Li Da and Gao Yiyi looked at their new positions, then at Gao Chuwu and Zheng Daniu standing proudly on the wall, and without hesitation, they removed their armor.
"Chuwu, Daniu, come here. You wear these."
The two young men accepted without ceremony, putting on the armor with wide grins.
They were already strong and tall, and now, with armor on, they finally looked like something resembling actual soldiers instead of enthusiastic participants in a village argument.
Mister Bai watched this and felt a familiar headache forming.
Privately forging armor was a capital offense.
Then again, so was forming large scale bandit armies, and that seemed to be going quite well without any official intervention.
He imagined the governor's likely response.
"Villagers forging armor to fight bandits. Let them.
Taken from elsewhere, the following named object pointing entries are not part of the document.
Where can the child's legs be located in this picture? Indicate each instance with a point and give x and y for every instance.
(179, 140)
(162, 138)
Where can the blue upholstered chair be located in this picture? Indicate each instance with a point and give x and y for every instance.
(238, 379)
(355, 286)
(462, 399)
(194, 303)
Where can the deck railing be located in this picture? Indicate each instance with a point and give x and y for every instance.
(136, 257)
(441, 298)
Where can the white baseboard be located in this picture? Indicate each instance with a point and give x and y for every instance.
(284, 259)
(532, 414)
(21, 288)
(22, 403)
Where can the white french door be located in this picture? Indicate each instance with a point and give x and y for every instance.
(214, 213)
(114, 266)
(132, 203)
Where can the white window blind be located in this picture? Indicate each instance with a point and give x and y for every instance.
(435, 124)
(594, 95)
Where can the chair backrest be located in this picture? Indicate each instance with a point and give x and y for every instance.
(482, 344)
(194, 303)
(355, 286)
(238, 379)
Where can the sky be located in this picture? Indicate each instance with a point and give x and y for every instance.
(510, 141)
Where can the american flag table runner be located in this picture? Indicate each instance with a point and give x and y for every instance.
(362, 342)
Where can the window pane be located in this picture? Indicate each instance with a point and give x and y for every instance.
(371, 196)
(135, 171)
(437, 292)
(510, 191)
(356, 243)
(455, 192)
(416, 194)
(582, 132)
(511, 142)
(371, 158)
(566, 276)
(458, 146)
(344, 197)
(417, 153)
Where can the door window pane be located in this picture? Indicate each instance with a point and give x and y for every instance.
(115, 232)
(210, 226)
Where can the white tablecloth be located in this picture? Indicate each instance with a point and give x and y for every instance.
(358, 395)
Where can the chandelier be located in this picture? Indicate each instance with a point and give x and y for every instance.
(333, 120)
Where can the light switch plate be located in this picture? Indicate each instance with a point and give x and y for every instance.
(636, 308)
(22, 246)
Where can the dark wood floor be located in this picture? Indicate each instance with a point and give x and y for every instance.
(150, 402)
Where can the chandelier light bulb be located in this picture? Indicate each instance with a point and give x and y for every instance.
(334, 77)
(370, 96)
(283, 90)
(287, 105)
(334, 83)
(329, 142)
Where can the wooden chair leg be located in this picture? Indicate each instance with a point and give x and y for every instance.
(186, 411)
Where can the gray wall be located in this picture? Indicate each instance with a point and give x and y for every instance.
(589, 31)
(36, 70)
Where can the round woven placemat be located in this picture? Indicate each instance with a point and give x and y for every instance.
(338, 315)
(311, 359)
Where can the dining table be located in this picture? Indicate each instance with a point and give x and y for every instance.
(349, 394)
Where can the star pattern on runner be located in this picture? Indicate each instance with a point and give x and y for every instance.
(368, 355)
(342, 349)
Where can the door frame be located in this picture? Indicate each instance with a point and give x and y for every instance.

By next spring, everything will settle itself."
He almost laughed.
Time passed slowly.
The sun dipped toward the horizon, swaying in the sky like a drunk who had misplaced his sense of direction and dignity.
Li Dao Xuan's food delivery arrived.
Sweet and sour shredded pork over rice, with a complimentary three hundred milliliter cola.
He ate happily, one bite of rice followed by a sip of cola, living a life that felt suspiciously disconnected from the chaos unfolding below.
Then the noise started.
Shouting.
Movement.
A rising wave of tension from inside the box.
Li Dao Xuan glanced down.
"Oh."
The main force of the bandits had arrived.